Reflections on Judging
In Reflections on Judging,
Richard Posner distills the experience of his thirty-one years as a judge of
the United States Court of Appeals for the Seventh Circuit. Surveying how the
judiciary has changed since his 1981 appointment, he engages the issues at
stake today, suggesting how lawyers should argue cases and judges decide them,
how trials can be improved, and, most urgently, how to cope with the dizzying
pace of technological advance that makes litigation ever more challenging to
judges and lawyers.
For Posner, legal
formalism presents one of the main obstacles to tackling these problems.

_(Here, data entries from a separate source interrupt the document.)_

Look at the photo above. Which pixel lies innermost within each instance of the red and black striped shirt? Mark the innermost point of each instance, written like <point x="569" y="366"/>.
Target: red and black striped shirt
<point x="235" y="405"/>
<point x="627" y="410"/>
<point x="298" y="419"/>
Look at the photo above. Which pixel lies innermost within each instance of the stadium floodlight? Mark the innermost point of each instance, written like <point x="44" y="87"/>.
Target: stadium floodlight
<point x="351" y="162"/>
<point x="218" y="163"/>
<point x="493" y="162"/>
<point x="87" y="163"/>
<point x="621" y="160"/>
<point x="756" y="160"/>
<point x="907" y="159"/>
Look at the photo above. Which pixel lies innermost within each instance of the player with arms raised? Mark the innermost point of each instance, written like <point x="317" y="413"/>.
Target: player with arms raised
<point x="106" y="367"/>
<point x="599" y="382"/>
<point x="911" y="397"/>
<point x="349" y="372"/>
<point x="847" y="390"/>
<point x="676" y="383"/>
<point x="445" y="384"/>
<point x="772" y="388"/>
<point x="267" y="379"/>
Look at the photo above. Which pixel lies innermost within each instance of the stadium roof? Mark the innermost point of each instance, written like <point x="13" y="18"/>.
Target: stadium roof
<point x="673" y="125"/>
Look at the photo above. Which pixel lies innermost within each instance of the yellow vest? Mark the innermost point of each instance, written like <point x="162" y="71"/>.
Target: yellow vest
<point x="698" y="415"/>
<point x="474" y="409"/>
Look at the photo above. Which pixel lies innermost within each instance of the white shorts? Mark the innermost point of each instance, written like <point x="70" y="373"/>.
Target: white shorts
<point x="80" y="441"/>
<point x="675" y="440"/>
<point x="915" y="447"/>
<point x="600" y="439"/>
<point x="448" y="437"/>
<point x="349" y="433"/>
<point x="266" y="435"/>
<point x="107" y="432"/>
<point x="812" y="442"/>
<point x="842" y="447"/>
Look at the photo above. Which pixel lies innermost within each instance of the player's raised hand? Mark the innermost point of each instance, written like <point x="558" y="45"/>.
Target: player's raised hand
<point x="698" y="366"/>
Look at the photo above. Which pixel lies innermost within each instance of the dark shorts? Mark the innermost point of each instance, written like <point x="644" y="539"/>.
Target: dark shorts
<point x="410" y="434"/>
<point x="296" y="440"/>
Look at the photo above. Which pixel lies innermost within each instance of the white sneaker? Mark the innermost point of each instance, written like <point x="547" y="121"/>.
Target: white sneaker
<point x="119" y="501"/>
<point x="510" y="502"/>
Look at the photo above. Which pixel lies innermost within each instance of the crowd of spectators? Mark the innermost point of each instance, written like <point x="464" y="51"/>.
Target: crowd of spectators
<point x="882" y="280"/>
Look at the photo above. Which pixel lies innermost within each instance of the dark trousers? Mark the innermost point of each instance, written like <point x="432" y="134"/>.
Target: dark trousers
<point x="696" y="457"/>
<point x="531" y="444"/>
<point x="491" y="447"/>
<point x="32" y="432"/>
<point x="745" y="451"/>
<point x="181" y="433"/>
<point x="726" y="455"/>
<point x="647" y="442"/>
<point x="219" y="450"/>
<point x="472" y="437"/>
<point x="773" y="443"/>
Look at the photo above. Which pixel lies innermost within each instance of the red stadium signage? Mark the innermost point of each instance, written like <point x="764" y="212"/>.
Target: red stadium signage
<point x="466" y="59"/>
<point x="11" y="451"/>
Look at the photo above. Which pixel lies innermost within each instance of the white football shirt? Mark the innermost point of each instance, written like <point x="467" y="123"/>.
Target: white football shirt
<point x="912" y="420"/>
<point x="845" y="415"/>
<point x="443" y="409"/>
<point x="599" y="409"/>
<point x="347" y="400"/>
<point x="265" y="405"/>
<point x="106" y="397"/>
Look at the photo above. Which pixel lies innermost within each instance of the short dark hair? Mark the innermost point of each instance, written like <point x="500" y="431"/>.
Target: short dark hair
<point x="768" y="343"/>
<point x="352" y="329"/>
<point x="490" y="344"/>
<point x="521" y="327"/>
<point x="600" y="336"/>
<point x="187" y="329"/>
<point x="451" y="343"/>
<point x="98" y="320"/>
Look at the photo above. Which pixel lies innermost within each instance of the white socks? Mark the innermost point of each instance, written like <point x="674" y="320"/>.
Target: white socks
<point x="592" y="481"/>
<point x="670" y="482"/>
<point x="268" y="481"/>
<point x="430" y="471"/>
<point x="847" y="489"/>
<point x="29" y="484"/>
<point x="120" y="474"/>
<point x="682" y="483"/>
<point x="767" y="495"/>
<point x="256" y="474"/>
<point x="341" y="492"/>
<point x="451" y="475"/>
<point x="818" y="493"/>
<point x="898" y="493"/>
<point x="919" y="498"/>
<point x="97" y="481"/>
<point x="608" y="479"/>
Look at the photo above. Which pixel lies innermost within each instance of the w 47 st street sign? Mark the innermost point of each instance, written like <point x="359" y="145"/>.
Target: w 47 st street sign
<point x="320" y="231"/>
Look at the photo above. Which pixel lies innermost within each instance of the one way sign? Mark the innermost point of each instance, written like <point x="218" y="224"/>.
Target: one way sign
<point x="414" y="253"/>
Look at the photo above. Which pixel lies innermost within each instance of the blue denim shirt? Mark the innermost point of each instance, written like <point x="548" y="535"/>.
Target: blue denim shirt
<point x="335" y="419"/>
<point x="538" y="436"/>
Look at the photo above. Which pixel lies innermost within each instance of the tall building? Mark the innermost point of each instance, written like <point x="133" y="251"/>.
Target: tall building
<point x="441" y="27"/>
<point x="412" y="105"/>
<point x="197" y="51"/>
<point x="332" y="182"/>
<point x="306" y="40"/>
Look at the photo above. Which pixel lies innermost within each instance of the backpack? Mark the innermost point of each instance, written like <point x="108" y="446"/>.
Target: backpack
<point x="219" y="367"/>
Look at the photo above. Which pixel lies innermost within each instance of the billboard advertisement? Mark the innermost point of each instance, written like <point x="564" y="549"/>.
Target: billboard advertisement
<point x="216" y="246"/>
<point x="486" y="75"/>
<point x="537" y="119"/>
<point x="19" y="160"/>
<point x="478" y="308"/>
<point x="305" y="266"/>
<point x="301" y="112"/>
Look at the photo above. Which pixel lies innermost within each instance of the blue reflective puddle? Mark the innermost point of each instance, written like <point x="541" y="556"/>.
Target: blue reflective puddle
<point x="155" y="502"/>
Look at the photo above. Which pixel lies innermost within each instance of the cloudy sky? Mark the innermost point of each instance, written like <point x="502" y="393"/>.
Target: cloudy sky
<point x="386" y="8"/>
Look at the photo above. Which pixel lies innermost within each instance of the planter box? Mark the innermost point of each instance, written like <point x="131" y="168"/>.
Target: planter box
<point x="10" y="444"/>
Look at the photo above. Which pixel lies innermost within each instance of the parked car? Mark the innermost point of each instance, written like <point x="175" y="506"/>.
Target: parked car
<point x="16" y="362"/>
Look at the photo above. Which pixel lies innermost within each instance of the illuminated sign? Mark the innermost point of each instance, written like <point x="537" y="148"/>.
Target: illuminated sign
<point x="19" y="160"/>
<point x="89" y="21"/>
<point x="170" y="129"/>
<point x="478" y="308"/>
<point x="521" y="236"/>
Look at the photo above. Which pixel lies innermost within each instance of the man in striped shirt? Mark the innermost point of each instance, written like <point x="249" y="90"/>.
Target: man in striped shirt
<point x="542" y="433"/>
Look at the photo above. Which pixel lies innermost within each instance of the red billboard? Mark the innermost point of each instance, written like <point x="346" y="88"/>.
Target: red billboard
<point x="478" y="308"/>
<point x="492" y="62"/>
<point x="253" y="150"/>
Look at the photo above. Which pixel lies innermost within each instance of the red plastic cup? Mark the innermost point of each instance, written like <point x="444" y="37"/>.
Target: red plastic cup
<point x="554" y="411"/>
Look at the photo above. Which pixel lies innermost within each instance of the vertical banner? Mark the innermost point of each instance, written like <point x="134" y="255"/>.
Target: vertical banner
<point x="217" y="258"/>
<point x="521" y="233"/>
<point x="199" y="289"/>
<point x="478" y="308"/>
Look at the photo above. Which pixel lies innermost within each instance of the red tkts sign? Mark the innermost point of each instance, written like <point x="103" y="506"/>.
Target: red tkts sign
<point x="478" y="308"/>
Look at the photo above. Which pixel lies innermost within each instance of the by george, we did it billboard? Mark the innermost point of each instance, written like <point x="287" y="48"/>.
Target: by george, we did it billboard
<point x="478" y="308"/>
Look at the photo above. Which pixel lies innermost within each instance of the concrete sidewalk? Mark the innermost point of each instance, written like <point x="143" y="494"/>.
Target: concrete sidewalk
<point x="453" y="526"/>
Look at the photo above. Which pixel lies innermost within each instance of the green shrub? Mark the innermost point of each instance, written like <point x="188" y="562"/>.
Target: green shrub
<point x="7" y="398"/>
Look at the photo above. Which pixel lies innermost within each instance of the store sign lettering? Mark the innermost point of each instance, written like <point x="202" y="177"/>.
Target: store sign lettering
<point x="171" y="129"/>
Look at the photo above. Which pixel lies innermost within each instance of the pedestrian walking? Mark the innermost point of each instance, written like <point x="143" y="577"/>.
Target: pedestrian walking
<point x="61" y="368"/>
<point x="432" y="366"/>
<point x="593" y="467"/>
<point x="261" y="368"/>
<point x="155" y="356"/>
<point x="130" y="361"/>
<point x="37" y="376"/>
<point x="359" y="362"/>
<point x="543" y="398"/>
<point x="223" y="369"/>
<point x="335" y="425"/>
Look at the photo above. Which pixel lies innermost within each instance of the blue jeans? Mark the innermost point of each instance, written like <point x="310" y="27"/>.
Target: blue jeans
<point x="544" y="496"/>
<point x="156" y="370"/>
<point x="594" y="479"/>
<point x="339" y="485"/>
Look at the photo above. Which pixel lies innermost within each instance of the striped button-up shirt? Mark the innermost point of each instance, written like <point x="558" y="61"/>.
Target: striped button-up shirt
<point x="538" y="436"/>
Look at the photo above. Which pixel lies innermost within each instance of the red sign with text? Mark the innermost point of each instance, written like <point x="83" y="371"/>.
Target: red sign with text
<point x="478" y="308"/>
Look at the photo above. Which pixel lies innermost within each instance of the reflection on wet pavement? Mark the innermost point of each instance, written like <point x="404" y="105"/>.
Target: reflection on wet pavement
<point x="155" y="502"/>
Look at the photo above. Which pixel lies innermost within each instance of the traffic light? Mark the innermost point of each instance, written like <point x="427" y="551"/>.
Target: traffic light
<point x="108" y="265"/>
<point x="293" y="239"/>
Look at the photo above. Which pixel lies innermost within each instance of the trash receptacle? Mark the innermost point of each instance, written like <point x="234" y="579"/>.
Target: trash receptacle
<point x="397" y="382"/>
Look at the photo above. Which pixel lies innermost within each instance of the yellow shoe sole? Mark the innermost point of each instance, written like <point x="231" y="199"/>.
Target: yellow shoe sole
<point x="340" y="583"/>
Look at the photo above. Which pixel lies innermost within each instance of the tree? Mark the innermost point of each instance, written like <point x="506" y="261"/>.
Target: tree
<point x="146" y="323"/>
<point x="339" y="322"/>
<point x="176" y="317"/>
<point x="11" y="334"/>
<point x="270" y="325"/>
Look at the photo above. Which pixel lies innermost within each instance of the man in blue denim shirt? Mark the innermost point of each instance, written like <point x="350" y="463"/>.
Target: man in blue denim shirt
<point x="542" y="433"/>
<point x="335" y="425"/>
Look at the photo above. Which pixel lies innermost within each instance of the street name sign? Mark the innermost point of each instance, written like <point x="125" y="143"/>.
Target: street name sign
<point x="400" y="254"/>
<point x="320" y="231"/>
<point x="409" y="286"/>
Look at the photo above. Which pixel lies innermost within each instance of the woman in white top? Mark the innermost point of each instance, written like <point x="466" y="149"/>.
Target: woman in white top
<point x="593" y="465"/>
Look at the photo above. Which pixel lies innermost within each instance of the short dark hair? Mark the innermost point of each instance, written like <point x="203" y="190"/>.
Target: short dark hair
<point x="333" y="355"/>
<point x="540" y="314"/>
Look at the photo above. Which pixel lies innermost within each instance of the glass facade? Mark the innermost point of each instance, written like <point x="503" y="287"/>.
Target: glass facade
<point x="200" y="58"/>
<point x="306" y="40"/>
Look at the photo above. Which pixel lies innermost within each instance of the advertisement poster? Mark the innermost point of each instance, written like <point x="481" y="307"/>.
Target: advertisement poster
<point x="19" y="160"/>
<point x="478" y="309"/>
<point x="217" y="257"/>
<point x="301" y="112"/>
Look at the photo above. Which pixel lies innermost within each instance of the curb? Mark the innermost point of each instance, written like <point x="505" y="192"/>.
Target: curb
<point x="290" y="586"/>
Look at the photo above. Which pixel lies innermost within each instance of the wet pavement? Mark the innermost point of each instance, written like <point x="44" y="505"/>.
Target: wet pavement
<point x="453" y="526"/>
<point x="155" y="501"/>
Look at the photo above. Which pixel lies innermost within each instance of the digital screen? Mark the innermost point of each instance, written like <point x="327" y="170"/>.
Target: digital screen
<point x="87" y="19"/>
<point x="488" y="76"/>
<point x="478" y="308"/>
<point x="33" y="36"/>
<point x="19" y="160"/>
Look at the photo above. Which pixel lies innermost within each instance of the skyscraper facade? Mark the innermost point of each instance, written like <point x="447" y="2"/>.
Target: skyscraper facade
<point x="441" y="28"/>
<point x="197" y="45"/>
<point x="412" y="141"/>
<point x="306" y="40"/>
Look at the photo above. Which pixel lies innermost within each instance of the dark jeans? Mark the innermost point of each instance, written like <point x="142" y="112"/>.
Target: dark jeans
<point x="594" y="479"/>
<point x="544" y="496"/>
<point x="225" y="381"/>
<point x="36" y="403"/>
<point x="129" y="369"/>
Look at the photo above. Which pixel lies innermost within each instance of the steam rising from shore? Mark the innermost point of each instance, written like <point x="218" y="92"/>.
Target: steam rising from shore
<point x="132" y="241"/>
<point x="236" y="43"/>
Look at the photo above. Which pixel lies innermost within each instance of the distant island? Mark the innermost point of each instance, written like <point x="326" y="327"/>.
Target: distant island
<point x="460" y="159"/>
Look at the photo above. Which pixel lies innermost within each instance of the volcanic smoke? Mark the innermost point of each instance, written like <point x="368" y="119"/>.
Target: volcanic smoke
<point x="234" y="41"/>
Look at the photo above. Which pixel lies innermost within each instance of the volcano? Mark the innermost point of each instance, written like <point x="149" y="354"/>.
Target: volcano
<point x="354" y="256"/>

Formalist judges--most notably Justice Antonin Scalia--needlessly complicate
the legal process by advocating "canons of constructions" (principles
for interpreting statutes and the Constitution) that are confusing and
self-contradictory. Posner calls instead for a renewed commitment to legal
realism, whereby a good judge gathers facts, carefully considers context, and
comes to a sensible conclusion that avoids inflicting collateral damage on
other areas of the law. This, Posner believes, was the approach of the jurists
he most admires and seeks to emulate: Oliver Wendell Holmes, Louis Brandeis,
Benjamin Cardozo, Learned Hand, Robert Jackson, and Henry Friendly, and it is
an approach that can best resolve our twenty-first-century legal disputes.